Ушел в отставку искушенный муж. А моя реликвия по-прежнему мялась в шкафу.
Здесь, говоря о приключениях голубого пеньюара, уместно заметить, что количество шкафов, где ему довелось храниться, увеличивалось с течением времени в геометрической прогрессии. В России их было много, но в Америке за столько лет их насчитывается дюжина. Вот это жизнь для белья, прикупленного около двадцати пяти лет назад!
А если посчитать шкафы в поездках… Кстати, совсем не во всех пунктах пеньюару довелось выйти на свет и воздух. Чаще он оставался в шкафу во чреве чемодана.
Пару раз он прокатился в Европу, пару раз — на побережье океана. Пожалуй, самым удачным было его выступление на южном побережье океана в Нью-Джерси. Это был двухдневный вояж с приятельницей, изящнейшей, элегантной женщиной с дорогими нарядами и изысканным, требовательным вкусом. Не имея еще финансовой возможности к тому времени купить новые наряды, я с сомнениями взяла свой комплект (правда, замены все равно не было).
И он меня не подвел. Я чувствовала себя достойно. На чудной веранде нашего двухкомнатного номера мы пили кофе, болтали; океанский ветерок колыхал оставшиеся голубые перья, я, кажется, выглядела неплохо, на уровне…
Пришел новый муж, американский. Чудный, умный, хороший, но… он пришел слишком поздно. Все поезда уже ушли. Он купил мне кучу белья и даже черные чулки с резинками. Все валяется в шкафу. Начала понемногу передаривать. Предпочитаю носить удобное и хлопковое. Покупаю много одежды, вешаю в шкаф и забываю, что купила. А голубой пеньюар покоится в очередном шкафу, кстати, теперь — с потрясающим видом на Гудзон и Манхэттен.
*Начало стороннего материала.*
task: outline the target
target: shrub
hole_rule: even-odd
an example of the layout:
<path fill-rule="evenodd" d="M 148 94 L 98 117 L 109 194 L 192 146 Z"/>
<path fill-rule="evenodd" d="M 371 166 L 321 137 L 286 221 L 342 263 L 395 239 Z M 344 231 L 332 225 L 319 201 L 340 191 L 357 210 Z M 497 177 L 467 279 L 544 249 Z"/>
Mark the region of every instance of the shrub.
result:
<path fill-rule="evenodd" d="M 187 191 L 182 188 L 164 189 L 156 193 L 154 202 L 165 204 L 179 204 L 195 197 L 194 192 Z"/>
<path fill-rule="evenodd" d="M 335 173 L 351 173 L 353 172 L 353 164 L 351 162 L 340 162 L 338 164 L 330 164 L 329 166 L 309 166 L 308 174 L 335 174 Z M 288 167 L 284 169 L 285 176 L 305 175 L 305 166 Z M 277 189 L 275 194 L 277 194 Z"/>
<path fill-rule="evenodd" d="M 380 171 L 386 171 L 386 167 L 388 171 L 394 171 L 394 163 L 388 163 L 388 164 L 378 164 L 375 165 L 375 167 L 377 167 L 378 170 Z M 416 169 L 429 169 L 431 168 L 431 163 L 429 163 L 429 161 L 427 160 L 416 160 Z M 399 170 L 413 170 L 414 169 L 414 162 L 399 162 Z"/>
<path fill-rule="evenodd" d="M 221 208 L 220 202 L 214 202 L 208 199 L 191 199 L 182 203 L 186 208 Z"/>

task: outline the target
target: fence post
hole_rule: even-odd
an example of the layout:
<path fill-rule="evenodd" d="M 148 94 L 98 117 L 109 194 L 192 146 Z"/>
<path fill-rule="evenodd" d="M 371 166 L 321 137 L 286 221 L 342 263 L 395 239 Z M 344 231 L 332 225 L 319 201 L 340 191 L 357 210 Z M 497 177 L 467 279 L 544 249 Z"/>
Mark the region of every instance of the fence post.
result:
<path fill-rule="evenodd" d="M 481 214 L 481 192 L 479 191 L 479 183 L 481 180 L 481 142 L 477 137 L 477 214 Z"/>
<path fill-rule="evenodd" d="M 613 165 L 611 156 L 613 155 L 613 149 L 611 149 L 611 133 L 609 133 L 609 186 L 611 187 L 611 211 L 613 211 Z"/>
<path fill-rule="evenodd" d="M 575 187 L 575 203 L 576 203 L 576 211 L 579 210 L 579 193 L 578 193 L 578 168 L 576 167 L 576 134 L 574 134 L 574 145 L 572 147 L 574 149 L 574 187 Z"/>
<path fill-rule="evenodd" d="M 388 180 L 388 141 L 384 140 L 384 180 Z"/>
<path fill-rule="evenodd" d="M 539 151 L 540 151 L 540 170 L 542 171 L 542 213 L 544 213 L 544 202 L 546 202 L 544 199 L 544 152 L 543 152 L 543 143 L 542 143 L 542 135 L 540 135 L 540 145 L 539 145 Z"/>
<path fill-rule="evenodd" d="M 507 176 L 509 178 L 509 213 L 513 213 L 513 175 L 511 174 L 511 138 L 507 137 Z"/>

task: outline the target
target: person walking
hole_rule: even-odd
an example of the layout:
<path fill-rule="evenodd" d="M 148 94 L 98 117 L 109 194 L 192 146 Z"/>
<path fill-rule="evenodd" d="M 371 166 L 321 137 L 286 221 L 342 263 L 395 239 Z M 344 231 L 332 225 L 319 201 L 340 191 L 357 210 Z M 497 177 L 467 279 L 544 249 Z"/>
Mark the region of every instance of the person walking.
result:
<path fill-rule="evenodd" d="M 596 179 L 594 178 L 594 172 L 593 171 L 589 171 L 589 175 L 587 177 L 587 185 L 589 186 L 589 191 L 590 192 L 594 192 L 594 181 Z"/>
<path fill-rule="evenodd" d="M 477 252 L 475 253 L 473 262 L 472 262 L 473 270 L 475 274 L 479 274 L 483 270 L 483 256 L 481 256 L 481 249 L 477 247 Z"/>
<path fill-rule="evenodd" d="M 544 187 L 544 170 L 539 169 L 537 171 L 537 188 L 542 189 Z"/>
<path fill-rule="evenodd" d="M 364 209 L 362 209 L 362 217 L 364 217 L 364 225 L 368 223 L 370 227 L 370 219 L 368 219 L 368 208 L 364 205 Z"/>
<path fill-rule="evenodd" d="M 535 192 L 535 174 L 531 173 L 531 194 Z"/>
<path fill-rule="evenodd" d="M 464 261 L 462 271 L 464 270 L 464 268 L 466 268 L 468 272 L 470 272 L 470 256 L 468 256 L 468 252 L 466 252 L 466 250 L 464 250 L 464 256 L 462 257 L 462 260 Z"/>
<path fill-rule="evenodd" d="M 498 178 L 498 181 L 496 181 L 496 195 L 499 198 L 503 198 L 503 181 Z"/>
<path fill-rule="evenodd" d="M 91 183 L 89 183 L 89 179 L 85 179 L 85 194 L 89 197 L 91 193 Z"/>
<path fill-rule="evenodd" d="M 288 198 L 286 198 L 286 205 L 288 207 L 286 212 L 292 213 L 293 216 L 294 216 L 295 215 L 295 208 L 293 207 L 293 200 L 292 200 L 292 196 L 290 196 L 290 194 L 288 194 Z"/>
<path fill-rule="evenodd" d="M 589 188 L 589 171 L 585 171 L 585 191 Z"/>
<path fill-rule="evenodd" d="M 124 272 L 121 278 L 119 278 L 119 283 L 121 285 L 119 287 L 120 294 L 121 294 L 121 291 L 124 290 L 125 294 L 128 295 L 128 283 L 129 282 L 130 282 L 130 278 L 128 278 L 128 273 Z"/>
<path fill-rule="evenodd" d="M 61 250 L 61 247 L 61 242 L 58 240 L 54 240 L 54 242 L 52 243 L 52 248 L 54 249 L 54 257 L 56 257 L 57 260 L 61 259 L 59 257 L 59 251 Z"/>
Он уже несколько пожух. Нет уже прежней гладкости и свежего запаха молодости. Но он всё еще красив! Интересно, будет ли у него вторая жизнь?
Глава 3
Юджин БлумТак звали моего пятого мужа.
Я дружила с владелицей Агентства по уходу за стариками и инвалидами, и как-то она мне дала посмотреть журнал New Yorker, где на последней странице печатались объявления по поиску партнеров. Она предложила мне поучаствовать в этой лотерее.
Я написала про себя коротенько, подруга текст не одобрила, но я возразила, что я писала про свои предпочтения и если прочитавшему мужчине это не понравится, то мы и не заинтересуем друг друга. Врать не хотелось.
Мне помогли перевести текст на английский, и я отдала его другой приятельнице, которой понравилась идея и она решила тоже себе кого-то подыскать. Она довольно давно меня знала, у нее не было проблем с английским, и я предложила ей выбрать кого-то для меня из предлагающих себя мужчин в объявлениях, на свой выбор. Она отправила мое письмо только одному адресату. И для себя — парочке.
И представьте себе мое удивление (я человек реальный и со скепсисом), когда очень скоро, дней через восемь, я получаю письмо.
Здесь нужны детали!
Письмо было в голубом конверте с художественно неровными, как бы оборванными краями; на углах конверта порхали бабочки.
Внутри на листке хорошей декорированной бумаги с текстом были рассыпаны цветы. Письмо было написано от руки на неплохом русском языке только с одним неправильным предлогом.
Корреспондент отвечал на мое письмо и отметил, что он учился русскому языку «на» университете, что убеждало в его нерусскости.